Quatre clochers couronnaient les croisées des transepts et les deux bras du grand transept. Il en reste un, octogonal, celui de « l'Eau bénite », au-dessus du croisillon sud.
L'élévation intérieure était à trois étages : grandes arcades, arcatures aveugles ou faux-triforium et fenêtres hautes. L'arc brisé régnait dans les voûtes en berceau et aux grandes arcades. Le décor (peinture, sculpture, mobilier) était d'une grande richesse.
Les sculptures :
Il subsiste une partie du décor sculpté, pilastres cannelés et chapiteaux à feuilles d'acanthe du transept, fragments du portail ouest, qui avait un tympan orné du Christ en majesté entre les symboles des évangélistes, et surtout chapiteaux figurés des colonnes du rond-point de l'abside, qui représentent les tons de la musique, les fleuves et la flore du paradis terrestre, les saisons et les vertus cardinales. La date de ces chapiteaux, antérieure ou postérieure à la consécration de l'autel majeur par Urbain II, en 1095, fait l'objet de discussions.
Les peintures :
Les ateliers de peinture ne nous sont plus connus que par des descriptions du décor de l'abbatiale, par quelques manuscrits et par les peintures murales de Berzé-la-Ville, qui fut, à quelques kilomètres de Cluny, la demeure campagnarde de saint Hugues. La chapelle haute de Berzé-la-Ville conserve un chœur et une abside ornés de peintures sur fond bleu, qui révèlent d'une part, une connaissance certaine d'ateliers italo-byzantins et d'autre part, une parenté dans le dessin, au moins pour le Christ en majesté de l'abside, avec des tympans romans de Bourgogne, tel celui d'Autun. La date de ces peintures est discutée, parfois fixée vers 1100, parfois repoussée jusque vers 1150.

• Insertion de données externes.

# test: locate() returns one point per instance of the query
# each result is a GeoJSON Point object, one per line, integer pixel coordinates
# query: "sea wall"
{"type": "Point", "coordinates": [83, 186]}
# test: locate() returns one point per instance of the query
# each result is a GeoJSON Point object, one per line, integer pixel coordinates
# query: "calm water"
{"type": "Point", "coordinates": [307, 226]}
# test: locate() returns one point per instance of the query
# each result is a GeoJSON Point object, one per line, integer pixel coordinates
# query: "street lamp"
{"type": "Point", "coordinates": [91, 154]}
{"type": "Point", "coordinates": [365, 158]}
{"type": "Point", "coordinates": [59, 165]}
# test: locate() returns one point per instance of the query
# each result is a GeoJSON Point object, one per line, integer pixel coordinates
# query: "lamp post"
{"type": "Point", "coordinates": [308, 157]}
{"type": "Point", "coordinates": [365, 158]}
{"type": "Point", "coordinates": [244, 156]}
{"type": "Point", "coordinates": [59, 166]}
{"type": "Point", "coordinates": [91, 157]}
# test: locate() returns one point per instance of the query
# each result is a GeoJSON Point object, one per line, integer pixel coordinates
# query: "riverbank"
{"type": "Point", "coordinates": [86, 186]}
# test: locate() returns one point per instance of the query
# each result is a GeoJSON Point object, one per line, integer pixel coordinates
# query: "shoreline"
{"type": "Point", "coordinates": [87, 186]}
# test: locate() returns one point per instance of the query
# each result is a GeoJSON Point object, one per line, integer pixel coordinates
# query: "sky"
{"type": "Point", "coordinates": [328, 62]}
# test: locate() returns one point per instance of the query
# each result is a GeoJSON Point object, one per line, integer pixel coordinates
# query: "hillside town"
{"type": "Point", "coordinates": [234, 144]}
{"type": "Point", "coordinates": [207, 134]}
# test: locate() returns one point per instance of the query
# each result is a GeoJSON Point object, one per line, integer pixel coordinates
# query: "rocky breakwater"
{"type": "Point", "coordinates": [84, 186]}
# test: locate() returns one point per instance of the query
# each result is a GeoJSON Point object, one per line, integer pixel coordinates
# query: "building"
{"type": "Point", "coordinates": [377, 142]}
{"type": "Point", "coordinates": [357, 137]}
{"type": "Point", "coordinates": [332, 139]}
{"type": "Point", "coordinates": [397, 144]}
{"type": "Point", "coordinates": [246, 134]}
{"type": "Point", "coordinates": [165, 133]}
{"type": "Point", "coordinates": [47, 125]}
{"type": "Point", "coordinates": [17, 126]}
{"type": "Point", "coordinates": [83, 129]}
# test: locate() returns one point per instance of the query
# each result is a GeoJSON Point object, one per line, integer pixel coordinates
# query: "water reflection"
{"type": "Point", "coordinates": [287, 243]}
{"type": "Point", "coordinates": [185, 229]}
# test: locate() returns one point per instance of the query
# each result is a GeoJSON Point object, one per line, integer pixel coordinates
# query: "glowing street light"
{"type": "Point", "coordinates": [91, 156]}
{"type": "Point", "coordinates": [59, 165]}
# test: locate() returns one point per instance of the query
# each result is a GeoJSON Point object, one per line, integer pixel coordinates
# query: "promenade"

Le rayonnement artistique :
L'art de Cluny III rayonna à travers la Bourgogne romane, à Paray-le-Monial et à Autun notamment. Son rôle dans l'évolution de l'architecture et de la sculpture monumentale romane fut considérable, même si on refuse les datations les plus précoces. Son usage de l'arc brisé, du décor à l'antique (pilastres, acanthes), le verticalisme et l'ampleur de son architecture eurent des répercussions sur l'art gothique, tandis que son plan à double transept se perpétuait dans les cathédrales anglaises.
L'expansion clunisienne :
À la mort de saint Hugues (1109), l'ordre est à son apogée avec 1184 maisons, dont 883 en France, 99 en Allemagne et en Suisse, 54 en Lombardie, 31 en Espagne, 44 en Angleterre. La tendance est nettement centralisatrice. Toutefois, l'esprit d'autonomie, fondamental dans la règle de saint Benoît, ne saurait perdre ses droits. Aussi, à côté des « maisons dépendantes », dont le supérieur est nommé et contrôlé par l'abbé de Cluny, il y a place pour des maisons seulement « subordonnées », soit qu'il s'agisse d'abbayes anciennes ralliées à Cluny, soit des « cinq filles » principales de la maison mère : Souvigny, Sauxillanges, La Charité-sur-Loire, Saint-Martin-des-Champs (à Paris), et Lewes (Angleterre). En ce temps de féodalité, la dépendance est d'ailleurs moins institutionnelle que personnelle envers l'abbé de Cluny. Son rayonnement spirituel, plus encore que ses droits, assure son autorité.
Une longue survie :
L'évolution intellectuelle (essor de la scolastique) ou économique, non moins que les causes plus internes, enlève à Cluny dès le milieu du XIIe s. son rôle de premier plan. Malgré les sages dispositions de Pierre le Vénérable et les efforts des papes du XIIIe s. pour la réforme de l'ordre, il « s'efface » désormais, devant les Cisterciens d'abord, puis devant les jeunes ordres : ordres mendiants du XIIIe s., Jésuites au XVIe s., voire mauristes au XVIIe s.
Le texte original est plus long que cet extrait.